Nel corso di un convegno online organizzato il 10.11.2020, dopo i numerosi interventi di vari relatori (commercialisti e legali), la parola è passata alla dirigente dell'Agenzia delle Entrate che si è concentrato sulle criticità applicative del superbonus, nel rispetto degli indirizzi che la stessa Agenzia ha già fornito con i recenti documenti di prassi, in particolare con la circolare n. 24/E/2020. È stata annunciata, innanzitutto, la prossima uscita una circolare con risposte a numerosi quesiti (multiquesiti) oltre a quelli già evasi nei recenti incontri con la stampa specializzata, mentre sugli interventi specifici (cappotto sul soffitto, ampliamento di volumetria, sottotetto, chiusure con verande e altro) è stato confermato un confronto assiduo con i dirigenti dell'ENEA.

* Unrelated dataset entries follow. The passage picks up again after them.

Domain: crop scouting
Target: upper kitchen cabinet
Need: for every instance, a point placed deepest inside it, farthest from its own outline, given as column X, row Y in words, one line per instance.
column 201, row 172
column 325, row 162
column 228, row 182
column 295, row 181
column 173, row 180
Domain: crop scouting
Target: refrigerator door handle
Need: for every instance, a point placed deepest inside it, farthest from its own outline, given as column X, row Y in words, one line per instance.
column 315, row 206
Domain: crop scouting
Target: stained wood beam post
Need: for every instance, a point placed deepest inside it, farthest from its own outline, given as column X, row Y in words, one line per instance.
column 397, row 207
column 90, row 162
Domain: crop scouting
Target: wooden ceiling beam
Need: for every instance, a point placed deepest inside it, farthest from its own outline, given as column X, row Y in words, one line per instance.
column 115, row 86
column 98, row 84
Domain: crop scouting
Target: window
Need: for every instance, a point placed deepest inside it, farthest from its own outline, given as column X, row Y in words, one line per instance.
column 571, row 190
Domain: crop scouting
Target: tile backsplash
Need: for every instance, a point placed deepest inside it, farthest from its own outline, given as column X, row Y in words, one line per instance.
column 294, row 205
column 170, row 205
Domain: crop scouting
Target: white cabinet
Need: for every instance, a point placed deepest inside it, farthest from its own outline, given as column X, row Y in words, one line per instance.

Nel merito, sull'eccezione all'art. 119 che cita le parti comuni dell'edificio e non il condominio, l'Agenzia delle Entrate ha evidenziato che il c. 9, lett. a) richiama il condominio e quindi, in linea con un'applicazione sistematica della norma, ci si deve attenere a quanto precisato dal punto 1.1 della circolare 24/E/2020: la detrazione “non si applica agli interventi realizzati sulle parti comuni a 2 o più unità immobiliari distintamente accatastate di un edificio interamente posseduto da un unico proprietario”. Quindi, in tali casi, si deve fare riferimento alla qualificazione (condominio), di cui agli artt. da 1117 a 1139 C.C. e di conseguenza, la detrazione maggiorata del 110% non ha limitazioni per gli interventi condominiali (trainanti).

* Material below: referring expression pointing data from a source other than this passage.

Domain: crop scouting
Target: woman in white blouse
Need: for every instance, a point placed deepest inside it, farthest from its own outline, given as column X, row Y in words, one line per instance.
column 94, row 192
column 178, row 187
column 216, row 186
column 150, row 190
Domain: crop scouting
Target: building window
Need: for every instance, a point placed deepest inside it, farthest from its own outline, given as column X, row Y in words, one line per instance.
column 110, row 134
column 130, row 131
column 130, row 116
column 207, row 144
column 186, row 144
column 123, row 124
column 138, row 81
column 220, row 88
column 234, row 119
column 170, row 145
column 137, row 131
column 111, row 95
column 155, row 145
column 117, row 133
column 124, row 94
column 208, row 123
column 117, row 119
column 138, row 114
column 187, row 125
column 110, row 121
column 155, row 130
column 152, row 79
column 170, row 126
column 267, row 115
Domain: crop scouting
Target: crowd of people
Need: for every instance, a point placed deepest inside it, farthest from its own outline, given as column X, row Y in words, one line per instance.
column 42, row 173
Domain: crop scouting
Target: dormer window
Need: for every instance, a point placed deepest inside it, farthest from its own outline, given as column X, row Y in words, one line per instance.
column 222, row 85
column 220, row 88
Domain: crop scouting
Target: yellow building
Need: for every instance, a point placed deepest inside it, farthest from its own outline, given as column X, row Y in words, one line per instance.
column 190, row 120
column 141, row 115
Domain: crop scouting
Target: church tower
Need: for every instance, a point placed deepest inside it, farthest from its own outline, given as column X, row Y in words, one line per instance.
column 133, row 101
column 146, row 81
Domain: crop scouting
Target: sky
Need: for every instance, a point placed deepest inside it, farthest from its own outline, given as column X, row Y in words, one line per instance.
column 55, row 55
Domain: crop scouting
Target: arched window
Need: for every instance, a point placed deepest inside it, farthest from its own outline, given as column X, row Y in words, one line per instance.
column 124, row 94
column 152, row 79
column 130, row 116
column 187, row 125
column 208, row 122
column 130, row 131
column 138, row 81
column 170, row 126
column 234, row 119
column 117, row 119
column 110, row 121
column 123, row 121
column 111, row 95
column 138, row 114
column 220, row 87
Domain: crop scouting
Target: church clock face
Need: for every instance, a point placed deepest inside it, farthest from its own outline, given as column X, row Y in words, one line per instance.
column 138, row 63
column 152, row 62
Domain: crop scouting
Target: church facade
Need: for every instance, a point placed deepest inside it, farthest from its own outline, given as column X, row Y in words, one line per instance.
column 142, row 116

La seconda criticità riguarda i soggetti non residenti che non possiedono immobili o redditi da dichiarare in Italia e, in linea con la circolare citata n. 24/E/2020 par. 1.2, la detrazione del 110% non spetta a chi non possiede redditi imponibili ma spetta, al contrario, ai soggetti che possiedono anche un reddito “astrattamente” imponibile; il richiamo è a una recente risposta della stessa Agenzia sulla possibile fruizione del 110% in presenza di un'abitazione principale non tassata, giacché la rendita viene neutralizzata come agevolazione.

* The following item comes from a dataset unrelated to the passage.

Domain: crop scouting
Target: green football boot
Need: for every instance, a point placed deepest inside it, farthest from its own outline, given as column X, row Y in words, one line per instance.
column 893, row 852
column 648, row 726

È possibile, secondo tale indirizzo, fruire del 100% anche in presenza di soggetti forfetari o di residenti all'estero che, pur non possedendo l'immobile in proprietà, eseguono gli interventi indicati dall'art. 119, ma soltanto se subiscono anche una mera tassazione sostitutiva per interessi attivi o su un rapporto di conto corrente: non potendo utilizzare la detrazione direttamente, procederanno con la cessione o con lo sconto in fattura, ai sensi dell'art. 121 D.L. 34/2020.
E' confermata la necessità, anche per la cessione o sconto, di un reddito (anche minimo) imponibile, alla luce della recente interrogazione parlamentare (28.07.2020, n. 5-04433) con la quale il Ministero ha risposto che la detrazione spetta a tutti i contribuenti, residenti e non residenti nel territorio dello Stato, che sostengono le spese per l'esecuzione degli interventi agevolati. Anche i soggetti residenti all'estero possono beneficiarne, optando per lo sconto sul corrispettivo o per la cessione della corrispondente detrazione ad altri soggetti, inclusi gli istituti di credito e gli altri intermediari finanziari, ai sensi dell'art. 121.
Infine, richiamando una recente risposta (n. 499), relativa a interventi su lastrico solare, l'Agenzia ha confermato la necessità, ai fini della fruizione del 110% da parte del condomino che si accolla la totalità delle spese (anche quelle comuni), che i lavori siano stati comunque deliberati all'unanimità dal condominio; non si potrebbe tenere conto delle modifiche (in riduzione) del Decreto Agosto (art. 51, c. 3-quinquies D.L. 104/2020) nell'iter di conversione, introducento nell'art. 119 il nuovo comma 13-ter.